So the next question is how many calibrated hygrometers per cubic inch of storage space to determine how homogeneous the RH is for a given space? Of course this applies mostly to larger humidified spaces. Are your fans working?


----------



## IslandRick (Aug 20, 2007)

Corona Gigante said:


> Do they offer any means to test the accuracy of their product, or is the message "no need to check, just trust us?"
> 
> I've owned several digital hygrometers of various brands and not one of them was accurate to within 5%.


Same here.
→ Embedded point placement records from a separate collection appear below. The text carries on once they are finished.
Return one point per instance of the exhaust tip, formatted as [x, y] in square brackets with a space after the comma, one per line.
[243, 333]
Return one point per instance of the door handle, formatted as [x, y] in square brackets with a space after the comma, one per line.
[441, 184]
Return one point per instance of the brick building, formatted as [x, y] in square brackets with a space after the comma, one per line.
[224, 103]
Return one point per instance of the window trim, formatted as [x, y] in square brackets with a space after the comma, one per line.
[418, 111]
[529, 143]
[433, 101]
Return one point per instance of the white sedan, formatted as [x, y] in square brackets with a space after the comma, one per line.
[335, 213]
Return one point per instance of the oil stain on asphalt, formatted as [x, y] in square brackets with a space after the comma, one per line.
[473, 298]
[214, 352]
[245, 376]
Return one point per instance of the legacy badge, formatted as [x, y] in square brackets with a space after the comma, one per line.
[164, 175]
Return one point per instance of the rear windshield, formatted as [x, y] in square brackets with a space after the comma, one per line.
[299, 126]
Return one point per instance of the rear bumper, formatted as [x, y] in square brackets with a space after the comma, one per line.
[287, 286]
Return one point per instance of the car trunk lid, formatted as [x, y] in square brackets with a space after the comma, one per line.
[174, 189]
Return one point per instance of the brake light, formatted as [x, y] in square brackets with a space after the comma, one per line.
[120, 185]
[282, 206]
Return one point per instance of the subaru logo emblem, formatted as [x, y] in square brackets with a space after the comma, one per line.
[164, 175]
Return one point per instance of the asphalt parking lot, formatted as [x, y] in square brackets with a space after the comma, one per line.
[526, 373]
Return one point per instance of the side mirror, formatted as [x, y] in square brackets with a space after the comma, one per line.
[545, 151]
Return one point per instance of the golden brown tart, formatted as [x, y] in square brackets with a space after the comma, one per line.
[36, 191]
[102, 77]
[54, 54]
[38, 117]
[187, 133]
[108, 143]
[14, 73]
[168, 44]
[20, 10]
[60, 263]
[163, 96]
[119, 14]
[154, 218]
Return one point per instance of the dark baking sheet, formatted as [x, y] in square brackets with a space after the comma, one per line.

Of several of the fancy digital hygrometers, the most accurate one I have is a $5 Walmart hygrometer that is within 3% RH. Thats where I'll get my next one too.

Rick
:cb


----------



## Geno (Jan 22, 2008)

Corona Gigante said:


> Do they offer any means to test the accuracy of their product, or is the message "no need to check, just trust us?"
> 
> I've owned several digital hygrometers of various brands and not one of them was accurate to within 5%.


The instructions specifically state " Do NOT wrap this this guage in a wet towel to test the accuracy. Do NOT attempt to perform the salt test." I think they may be over confident in their product, but I just don't feel the need to worry over humidity if my smokes are aging and smoking well. I do keep the humidity level of my humi between 65%-68%, according to the _uncalibrated _reading on the CALIBER III and haven't had any issues. Check out this thread.

http://www.clubstogie.com/vb/showthread.php?p=1462997


----------



## RUJohnny99 (Jan 20, 2008)

Assuming these things leave the factory calibrated, what causes them to become off? I have a digital that is -9 off. Will it always be -9 off or will it readjust if I change the battery or drop it a few times?


----------



## J-Man (Feb 16, 2008)

I'm glad I stumbled on this post. I am testing a new digi now and it's about 6% off. Thought I would have to return it!


----------



## NCRadioMan (Feb 28, 2005)

Geno said:


> The instructions specifically state " Do NOT wrap this this guage in a wet towel to test the accuracy. Do NOT attempt to perform the salt test."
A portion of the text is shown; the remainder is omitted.